In a three-and-a-half star Rolling Stone review, James Hunter wrote "On 'Invincible Summer,' k.d. lang reorchestrates the relaxed loveliness of Sixties Southern California pop and, to a lesser extent, Brazilian music...The music is often quick-paced fluff with the retro exactness, and the soul, of a Pottery Barn sofa.

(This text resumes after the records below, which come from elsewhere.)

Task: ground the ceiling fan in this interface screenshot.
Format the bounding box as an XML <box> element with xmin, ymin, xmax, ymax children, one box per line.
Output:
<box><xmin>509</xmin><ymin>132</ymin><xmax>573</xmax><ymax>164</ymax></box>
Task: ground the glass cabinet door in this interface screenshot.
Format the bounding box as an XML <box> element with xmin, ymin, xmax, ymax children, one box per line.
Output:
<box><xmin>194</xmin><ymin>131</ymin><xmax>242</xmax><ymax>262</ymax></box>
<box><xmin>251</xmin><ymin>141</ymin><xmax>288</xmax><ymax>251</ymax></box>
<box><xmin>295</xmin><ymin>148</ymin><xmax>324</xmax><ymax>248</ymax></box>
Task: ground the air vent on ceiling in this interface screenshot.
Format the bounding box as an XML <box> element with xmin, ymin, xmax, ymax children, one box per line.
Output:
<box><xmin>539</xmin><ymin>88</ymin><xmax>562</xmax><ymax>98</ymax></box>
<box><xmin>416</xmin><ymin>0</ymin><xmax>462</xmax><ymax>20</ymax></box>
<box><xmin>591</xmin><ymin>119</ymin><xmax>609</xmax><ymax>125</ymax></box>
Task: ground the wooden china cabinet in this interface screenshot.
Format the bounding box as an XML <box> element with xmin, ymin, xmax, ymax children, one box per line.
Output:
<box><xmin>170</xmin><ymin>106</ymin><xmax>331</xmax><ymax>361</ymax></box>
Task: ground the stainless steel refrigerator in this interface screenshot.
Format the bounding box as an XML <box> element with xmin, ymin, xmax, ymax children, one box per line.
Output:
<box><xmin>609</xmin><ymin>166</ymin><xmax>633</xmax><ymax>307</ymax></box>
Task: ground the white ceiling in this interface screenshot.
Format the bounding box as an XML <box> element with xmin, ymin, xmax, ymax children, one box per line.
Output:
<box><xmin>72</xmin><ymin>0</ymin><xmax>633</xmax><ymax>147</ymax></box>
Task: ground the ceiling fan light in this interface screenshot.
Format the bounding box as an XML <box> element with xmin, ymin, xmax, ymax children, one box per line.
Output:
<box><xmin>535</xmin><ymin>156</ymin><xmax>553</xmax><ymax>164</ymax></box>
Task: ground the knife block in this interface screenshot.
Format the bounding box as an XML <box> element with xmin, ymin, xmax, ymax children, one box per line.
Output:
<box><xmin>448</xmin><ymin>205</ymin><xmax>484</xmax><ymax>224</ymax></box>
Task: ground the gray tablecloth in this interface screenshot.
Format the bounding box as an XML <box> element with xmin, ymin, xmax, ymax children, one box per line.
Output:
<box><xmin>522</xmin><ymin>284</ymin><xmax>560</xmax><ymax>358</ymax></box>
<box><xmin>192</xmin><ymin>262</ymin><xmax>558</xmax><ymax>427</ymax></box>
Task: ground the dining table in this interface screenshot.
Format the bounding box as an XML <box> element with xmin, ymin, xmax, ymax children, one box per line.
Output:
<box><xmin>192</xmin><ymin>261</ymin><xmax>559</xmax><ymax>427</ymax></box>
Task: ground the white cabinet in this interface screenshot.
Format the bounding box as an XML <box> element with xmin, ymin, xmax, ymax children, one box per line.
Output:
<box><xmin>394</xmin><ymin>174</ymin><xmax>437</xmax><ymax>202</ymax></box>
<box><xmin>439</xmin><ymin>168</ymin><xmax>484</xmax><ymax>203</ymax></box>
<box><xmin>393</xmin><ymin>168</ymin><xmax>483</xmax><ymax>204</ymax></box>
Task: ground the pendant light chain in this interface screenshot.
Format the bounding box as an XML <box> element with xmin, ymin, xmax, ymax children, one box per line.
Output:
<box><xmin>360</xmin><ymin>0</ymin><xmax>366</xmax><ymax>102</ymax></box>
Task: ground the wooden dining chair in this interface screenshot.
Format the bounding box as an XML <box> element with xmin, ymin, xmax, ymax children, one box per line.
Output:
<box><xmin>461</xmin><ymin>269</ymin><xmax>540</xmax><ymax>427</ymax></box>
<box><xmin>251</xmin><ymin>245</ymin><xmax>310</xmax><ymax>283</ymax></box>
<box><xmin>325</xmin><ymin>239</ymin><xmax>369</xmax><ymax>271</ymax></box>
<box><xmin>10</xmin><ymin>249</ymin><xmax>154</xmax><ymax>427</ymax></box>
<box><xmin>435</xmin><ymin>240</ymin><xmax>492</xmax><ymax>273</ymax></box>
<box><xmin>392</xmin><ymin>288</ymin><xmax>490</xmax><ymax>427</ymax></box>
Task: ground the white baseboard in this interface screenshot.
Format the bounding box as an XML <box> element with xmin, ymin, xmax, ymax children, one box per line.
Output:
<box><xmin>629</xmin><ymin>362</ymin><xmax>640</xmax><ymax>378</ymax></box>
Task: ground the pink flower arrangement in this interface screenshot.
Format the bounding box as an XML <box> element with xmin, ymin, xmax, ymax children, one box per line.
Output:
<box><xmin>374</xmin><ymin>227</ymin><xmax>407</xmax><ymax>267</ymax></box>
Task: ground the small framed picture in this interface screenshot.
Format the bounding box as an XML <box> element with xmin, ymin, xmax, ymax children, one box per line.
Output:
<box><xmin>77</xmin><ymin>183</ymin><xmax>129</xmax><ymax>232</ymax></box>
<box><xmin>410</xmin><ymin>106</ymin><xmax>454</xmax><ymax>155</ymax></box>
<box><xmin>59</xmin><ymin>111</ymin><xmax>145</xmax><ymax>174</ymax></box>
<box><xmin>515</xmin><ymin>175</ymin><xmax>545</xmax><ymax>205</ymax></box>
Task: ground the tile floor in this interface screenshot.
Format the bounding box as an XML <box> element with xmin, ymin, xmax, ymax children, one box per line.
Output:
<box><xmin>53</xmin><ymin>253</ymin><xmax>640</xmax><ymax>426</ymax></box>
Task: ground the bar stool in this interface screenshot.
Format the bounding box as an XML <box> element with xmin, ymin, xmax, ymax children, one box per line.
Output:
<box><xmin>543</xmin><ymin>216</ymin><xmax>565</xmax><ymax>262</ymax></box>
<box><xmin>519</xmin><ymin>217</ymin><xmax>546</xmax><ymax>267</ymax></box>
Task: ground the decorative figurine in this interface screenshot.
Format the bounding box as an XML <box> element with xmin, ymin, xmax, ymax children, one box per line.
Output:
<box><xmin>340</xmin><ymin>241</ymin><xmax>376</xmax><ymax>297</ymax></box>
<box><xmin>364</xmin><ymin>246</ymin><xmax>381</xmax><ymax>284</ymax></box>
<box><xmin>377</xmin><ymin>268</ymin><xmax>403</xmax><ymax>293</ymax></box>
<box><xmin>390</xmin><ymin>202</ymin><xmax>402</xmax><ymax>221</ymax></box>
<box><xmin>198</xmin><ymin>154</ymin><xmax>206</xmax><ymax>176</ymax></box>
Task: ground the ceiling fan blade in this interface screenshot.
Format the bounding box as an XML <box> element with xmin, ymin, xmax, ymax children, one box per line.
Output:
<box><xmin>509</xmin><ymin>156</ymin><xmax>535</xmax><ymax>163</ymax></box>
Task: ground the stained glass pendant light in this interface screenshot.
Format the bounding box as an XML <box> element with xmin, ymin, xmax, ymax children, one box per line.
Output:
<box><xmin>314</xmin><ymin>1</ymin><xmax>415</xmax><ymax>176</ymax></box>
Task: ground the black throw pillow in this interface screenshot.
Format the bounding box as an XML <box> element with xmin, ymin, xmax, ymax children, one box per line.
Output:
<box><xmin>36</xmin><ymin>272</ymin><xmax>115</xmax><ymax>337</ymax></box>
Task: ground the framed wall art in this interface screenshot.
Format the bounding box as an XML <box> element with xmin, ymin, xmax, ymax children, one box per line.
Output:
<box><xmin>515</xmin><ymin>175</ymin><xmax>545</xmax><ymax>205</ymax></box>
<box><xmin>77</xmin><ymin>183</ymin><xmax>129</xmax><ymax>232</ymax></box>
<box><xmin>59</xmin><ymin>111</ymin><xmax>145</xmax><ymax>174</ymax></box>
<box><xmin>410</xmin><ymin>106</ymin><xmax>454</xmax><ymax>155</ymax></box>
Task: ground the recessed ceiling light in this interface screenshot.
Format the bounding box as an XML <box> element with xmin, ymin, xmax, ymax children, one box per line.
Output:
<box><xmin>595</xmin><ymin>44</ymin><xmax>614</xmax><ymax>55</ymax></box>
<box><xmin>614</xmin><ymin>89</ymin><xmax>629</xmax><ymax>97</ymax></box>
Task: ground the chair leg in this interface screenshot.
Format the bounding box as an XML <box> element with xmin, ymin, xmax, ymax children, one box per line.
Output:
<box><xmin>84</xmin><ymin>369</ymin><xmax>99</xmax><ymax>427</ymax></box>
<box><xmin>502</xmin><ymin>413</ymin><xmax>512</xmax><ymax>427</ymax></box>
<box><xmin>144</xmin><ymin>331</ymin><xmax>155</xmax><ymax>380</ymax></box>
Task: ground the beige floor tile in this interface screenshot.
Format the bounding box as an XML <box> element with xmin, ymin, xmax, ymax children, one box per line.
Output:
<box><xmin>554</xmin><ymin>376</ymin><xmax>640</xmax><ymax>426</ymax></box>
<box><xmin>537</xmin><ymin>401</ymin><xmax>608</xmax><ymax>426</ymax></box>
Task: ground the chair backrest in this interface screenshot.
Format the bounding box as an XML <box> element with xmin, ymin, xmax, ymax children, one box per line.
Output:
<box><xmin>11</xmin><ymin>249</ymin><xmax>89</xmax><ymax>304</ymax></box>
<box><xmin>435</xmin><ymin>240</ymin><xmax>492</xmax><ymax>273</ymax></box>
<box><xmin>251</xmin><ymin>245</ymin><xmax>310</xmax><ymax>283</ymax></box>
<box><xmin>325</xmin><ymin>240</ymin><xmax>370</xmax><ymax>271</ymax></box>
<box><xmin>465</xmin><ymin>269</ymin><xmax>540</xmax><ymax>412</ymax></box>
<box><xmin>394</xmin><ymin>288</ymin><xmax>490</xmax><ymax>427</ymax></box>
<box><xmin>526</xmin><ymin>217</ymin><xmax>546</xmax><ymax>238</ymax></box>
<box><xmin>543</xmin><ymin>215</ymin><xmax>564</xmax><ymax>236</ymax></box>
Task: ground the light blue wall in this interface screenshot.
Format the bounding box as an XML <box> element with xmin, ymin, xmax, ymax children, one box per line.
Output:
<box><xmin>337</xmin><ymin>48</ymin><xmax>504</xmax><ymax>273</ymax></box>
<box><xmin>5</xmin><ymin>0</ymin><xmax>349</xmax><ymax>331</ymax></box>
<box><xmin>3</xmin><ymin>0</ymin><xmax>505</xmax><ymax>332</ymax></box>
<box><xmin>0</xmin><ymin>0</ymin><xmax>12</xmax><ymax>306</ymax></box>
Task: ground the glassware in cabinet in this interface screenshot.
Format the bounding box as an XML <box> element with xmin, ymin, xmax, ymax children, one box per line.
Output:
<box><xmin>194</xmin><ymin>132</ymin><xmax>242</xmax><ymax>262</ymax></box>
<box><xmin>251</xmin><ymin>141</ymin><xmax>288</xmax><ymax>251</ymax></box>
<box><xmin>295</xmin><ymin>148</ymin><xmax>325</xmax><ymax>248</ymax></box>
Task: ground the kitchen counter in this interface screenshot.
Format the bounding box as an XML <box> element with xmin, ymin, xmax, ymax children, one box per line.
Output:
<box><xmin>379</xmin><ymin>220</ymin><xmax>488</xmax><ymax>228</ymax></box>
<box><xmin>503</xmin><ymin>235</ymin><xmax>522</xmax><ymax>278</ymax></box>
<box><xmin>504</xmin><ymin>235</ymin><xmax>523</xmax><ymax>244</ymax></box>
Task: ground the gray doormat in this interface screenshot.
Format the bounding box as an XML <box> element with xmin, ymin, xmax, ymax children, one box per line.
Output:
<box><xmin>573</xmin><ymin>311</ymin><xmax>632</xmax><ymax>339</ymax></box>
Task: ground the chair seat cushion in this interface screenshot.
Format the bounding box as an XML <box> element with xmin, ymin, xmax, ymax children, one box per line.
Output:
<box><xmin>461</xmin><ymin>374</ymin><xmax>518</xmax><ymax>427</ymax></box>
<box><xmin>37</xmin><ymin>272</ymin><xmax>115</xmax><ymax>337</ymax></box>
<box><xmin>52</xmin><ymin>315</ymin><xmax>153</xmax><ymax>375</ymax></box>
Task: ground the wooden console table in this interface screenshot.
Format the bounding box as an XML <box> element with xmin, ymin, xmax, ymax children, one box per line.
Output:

But for the most part, lang's lighter musical tack encourages her to retire the galloping self-regard that can cancel the attractiveness of her voice."

==Track listing==

| No. | Title | Writer(s) | Length |
|---|---|---|---|
| 1. | "The Consequences of Falling" | Marie-Claire D'Ubaldo, Rick Nowels, Billy Steinberg | 3:52 |
| 2. | "Summerfling" | k.d. lang, David Piltch | 4:15 |
| 3. | "Suddenly" | Lang, Piltch | 3:32 |
| 4. | "It's Happening With You" | Lang, Piltch | 2:48 |
| 5. | "Extraordinary Thing" | Abe Laboriel, Jr., Abraham Laboriel, Lang | 3:35 |
| 6. | "Love's Great Ocean" | Lang, Ben Mink | 5:40 |
| 7. | "Simple" | Lang, Piltch | 2:44 |
| 8. | "What Better Said" | Lang, Abe Laboriel, Jr. | 3:47 |
| 9. | "When We Collide" | Lang, Abe Laboriel, Jr. | 4:22 |
| 10. | "Curiosity" | Lang | 3:41 |
| 11. | "Only Love" | Lang | 3:52 |

==Personnel==
- k.d. lang - vocals
- Rusty Anderson - guitar
- Wendy Melvoin - guitar
- Smokey Hormel - guitar
- Jon Stewart - guitar
- Rick Baptist - trumpet
- Teddy Borowiecki - accordion, keyboard
- Denyse Buffum - viola
- Larry Corbett - cello
- Mario de Leon - violin
- Joel Derouin - violin
- John Friesen - cello
- John Fumo - trumpet
- Armen Garabedian - violin
- Berj Garabedian - violin
- Jon Hassell - trumpet
- Suzie Katayama - cello
- Peter Kent - violin
- Abe Laboriel Jr. - drums, vocals
- Abraham Laboriel - bass, guitar, vocals
- Damian LeGassick - guitar, keyboard
- Greg Leisz - pedal steel
- Gayle Levant - harp
- Jon Lewis - trumpet
- Ben Mink - violin, keyboard, viola
- Vicki Miskolczy - viola
- Bob Peterson - violin
- David Piltch - bass, guitar, mandolin, cornet, keyboard, human whistle, loop, Moog bass, baritone guitar
- Daniel Smith - cello
- David Stenske - viola
- John Wittenberg - violin

==Production==
- Producers: David Kahne, Damian LeGassick
- Engineers: Jason Mauza, John Smith
- Assistant engineers: Andy Ackland, Tony Flores, James Stone
- Mixing: Rob Brill, David Kahne, Johnny "Hammond" Smith
- Mastering: Bob Ludwig
- Digital editing: Eric White
- Drum programming: Eric White
- Brass arrangement: Damian LeGassick
- String arrangements: Damian LeGassick, Ben Mink
- Vocal arrangement: Alex Gifford
- Art direction: Jeri Heiden, John Heiden
- Design: Jeri Heiden, John Heiden
- Photography: Just Loomis

==Charts==
===Weekly charts===

| Chart (2000) | Peak position |
|---|---|
| Australian Albums (ARIA) | 12 |
| New Zealand Albums (RMNZ) | 45 |
| UK Albums Chart | 17 |
| United States Billboard 200^{[A]} | 58 |

==Certifications==

- A^ In the United States, Invincible Summer also entered the Top Internet Albums chart, peaking at #9 there.

| Region | Certification | Certified units/sales |
| Australia (ARIA) | Gold | 35,000^{^} |
^{^} Shipments figures based on certification alone.